L’art, écu contre l’ignorance
Alors, face à des fractures sociales et politiques encore si présentes, de quelles armes la jeunesse d’aujourd’hui dispose-t-elle pour lutter? Du côté de Fotinì, on ne parle pas d’un militantisme porté par les graffitis ou les slogans. Son écu à elle, c’est le domaine dans lequel elle excelle, le cinéma :
L’art est l’une des choses essentielles qui peut nous sauver de l’ignorance humaine. Il nous permet de rêver et d’espérer, jusqu’à se sentir assez inspiré pour vouloir changer notre propre réalité.

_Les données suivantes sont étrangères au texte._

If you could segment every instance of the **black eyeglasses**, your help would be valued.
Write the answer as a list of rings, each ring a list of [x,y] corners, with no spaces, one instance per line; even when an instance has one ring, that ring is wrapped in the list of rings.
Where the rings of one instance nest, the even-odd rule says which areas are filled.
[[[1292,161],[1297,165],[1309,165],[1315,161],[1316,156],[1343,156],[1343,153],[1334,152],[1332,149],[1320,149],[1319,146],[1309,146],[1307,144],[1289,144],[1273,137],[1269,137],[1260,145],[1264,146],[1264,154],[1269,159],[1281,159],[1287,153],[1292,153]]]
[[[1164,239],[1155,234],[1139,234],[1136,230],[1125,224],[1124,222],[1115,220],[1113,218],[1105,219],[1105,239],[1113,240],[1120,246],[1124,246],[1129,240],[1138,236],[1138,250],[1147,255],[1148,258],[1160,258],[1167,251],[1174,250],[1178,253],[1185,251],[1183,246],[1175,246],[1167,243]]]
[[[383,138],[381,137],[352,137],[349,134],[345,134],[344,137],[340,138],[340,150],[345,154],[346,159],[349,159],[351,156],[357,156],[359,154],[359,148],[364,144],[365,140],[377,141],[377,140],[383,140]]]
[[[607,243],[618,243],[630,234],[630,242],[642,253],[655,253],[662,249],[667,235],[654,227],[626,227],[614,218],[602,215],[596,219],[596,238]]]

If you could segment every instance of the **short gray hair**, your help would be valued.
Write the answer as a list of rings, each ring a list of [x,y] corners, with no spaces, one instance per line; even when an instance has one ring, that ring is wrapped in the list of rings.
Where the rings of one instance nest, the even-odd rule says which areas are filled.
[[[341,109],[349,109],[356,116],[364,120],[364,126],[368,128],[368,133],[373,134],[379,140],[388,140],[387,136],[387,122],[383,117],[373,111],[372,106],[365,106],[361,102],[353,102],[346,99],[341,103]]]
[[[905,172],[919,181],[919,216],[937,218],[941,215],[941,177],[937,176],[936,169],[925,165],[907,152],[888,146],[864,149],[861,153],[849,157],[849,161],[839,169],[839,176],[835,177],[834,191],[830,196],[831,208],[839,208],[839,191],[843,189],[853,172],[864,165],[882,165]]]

Et Fotinì Peluso en est convaincue: la série de Delphine Lehericey peut prétendre à cette ambition: « Les Indociles parlera à tout le monde car, outre les thématiques toujours actuelles, on y suit des personnages sur plusieurs décennies avec des parcours complètement diversifiés. Adolescents comme adultes peuvent ainsi y trouver une résonance, même la plus infime, qui renverra forcément à un moment de leur propre vie. »
Les Indociles sera diffusé au public sur RTS 1 et Play Suisse. L’épisode 1 sera dévoilé le mercredi 8 novembre, suivi d’un débat sur les addictions durant l’émission Infrarouge. S’en suivront le jeudi 9 novembre les épisodes 2 et 3, et le jeudi 16 novembre les épisodes 4 et 5. Dimanche 12 novembre, le documentaire de Jacques Matthey sur la toxicomanie passera quant à lui sur RTS 2.